Refugees and visitors to Exarcheia are not the only ones to feel a change. The government has announced plans to take control of the main independent rehabilitation and social reintegration network in Greece, KETHEA, despite protests from its management. And according to Anna Kouroupou, president of the sex-workers’ rights network Red Umbrella Athens, trans women are now liable for arrest on suspicion of performing sex work, simply for being transgender in public.

Exarcheia embodies a model of egalitarian social organization, and its violent ‘clean-up’ shows that in New Democracy’s Greece, difference signifies ‘danger’. Migrant, prisoner, addict, politically active, trans and queer, all represent a lack of ‘control’ for the government, thereby using the state apparatus to deprive them of their rights.

Asylum under threat

A week after the September eviction at Fifth School, the government released a statement about its migration plans to ‘set rules, clear and precise, ending anarchy’. Despite severe criticism by UNHCR and major NGOs, a new asylum law passed in November rejects internationally accepted understandings of vulnerability, discredits the experience of PTSD, and excludes UNHCR staff from asylum review committees - now overseen solely by state employees.

Migrant, prisoner, addict, politically active, trans and queer, all represent a lack of ‘control’ for the government

While the government argues that its ‘fast-track’ approach to asylum will unclog the already overloaded system, the negative effects on asylum-seekers’ rights are already evident. On 22 November, 28 asylum applications in Lesvos were rejected without an interview, because officials were ‘unable’ to find translators in the applicants languages.

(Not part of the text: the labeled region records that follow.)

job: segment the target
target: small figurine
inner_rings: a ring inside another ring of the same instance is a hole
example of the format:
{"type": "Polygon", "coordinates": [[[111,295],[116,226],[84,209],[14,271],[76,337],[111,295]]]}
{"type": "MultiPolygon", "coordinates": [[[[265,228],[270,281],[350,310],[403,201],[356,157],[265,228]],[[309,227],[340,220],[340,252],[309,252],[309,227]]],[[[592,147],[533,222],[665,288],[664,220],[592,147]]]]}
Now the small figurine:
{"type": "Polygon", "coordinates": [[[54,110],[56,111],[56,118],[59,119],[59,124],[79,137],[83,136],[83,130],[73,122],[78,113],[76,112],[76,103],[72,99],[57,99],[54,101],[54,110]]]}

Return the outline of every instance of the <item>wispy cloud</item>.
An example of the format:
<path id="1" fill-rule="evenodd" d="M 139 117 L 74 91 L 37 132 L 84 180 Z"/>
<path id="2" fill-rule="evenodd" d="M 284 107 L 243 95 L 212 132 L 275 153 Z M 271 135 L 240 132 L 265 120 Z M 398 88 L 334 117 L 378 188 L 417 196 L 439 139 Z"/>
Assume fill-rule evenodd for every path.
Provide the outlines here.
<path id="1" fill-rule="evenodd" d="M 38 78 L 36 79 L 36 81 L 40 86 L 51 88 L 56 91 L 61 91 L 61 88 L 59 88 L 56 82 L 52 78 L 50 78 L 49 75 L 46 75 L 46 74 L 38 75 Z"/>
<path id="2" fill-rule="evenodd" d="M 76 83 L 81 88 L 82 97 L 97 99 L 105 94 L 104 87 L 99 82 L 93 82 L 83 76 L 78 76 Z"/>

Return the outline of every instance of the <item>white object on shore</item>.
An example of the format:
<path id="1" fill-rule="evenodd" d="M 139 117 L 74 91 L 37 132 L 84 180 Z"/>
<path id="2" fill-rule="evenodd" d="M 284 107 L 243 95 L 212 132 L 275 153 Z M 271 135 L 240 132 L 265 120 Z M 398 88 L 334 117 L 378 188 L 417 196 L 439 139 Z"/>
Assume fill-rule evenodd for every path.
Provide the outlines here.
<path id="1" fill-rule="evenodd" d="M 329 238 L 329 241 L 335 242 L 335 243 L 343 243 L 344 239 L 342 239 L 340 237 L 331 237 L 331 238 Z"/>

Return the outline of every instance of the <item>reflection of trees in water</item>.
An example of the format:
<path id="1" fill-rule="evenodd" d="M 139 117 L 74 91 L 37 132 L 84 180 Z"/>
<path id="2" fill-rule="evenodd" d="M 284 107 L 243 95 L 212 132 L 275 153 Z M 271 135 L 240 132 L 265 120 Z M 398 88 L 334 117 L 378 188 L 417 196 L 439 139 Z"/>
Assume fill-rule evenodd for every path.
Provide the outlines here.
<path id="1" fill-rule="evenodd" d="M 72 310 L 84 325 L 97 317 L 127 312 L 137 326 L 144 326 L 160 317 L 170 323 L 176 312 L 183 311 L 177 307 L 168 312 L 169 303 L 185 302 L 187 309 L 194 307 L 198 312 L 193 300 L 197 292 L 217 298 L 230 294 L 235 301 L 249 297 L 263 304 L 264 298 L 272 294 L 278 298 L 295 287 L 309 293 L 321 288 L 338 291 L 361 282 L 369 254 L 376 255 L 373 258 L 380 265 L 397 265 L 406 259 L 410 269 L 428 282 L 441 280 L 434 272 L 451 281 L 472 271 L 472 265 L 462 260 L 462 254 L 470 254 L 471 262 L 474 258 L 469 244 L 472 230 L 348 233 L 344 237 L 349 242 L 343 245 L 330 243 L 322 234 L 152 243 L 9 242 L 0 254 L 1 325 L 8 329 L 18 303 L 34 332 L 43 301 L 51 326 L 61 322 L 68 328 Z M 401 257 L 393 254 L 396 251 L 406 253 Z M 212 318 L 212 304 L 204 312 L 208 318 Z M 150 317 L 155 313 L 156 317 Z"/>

The statement also sets an arbitrary quota for deportations to countries that international organizations deem unsafe. From 1,806 returns in four and a half years under Syriza, the new ramped-up target is 10,000 returns by the end of 2020, including to Afghanistan which was recently recognized by the UN mission there (UNAMA) as the most deadly country in the world.

‘Refusing to cooperate’ – a vague term that ranges from unwillingness to be moved to a camp to protesting against bad living conditions – will mean forfeiting the right to asylum. For the new government, the concept of international refugee law itself is increasingly becoming irrelevant.

The Vice-President of New Democracy, Adonis Georgiades, declared in October that there is ‘an invasion’ of people entering Greece, where the vast majority are ‘non-refugees’ coming for economic reasons, defying UNHCR’s statistics. He added that the government ‘respects humanity to the extent that it is possible’.

‘European way of life’

While New Democracy claims that refugees are being moved to ‘better places’, Anuar tells us that the eviction from Fifth School occurred because ‘they like to put all people under the control [of the] police and the government’.

Tamer, who is from Iraq, talks about the new transit camp in Corinth where he has been moved: ‘[The] squat was better. [This] camp is very bad - no hot water, no washing machine for clothes. [There is] no stuff for children to play, to have fun, to enjoy, to learn. Korinthos and Moria [are the] same - very bad.’

Collective self-organized accommodation in the city-centres would have been a better housing strategy. Instead, the Minister of Citizen Protection, Mihalis Chrisochoidis, recently gave an ultimatum to vacate squats by 5 December. This is a symbolic date set one day before the annual commemoration of 15-year-old Alexandros Grigoropoulos’ killing by policeman Epaninondas Korkoneas in Exarcheia in 2008.

The squat evictions signify a rolling back of refugee and citizen’s rights within Europe’s borders. The Greek government has also announced plans to create closed camps on the islands that NGOs describe as ‘prisons’ unfit for children and vulnerable populations.

Meanwhile in the EU halls of power, a vice president for protecting the vague and racially charged ‘European way of life’ was appointed in September, taking on the duties of the previous migration commissioner including control of Europe’s external borders. As this unfolds, the options for Anuar and his friends are dwindling as they are spread across the country in flimsy tents with the winter setting in.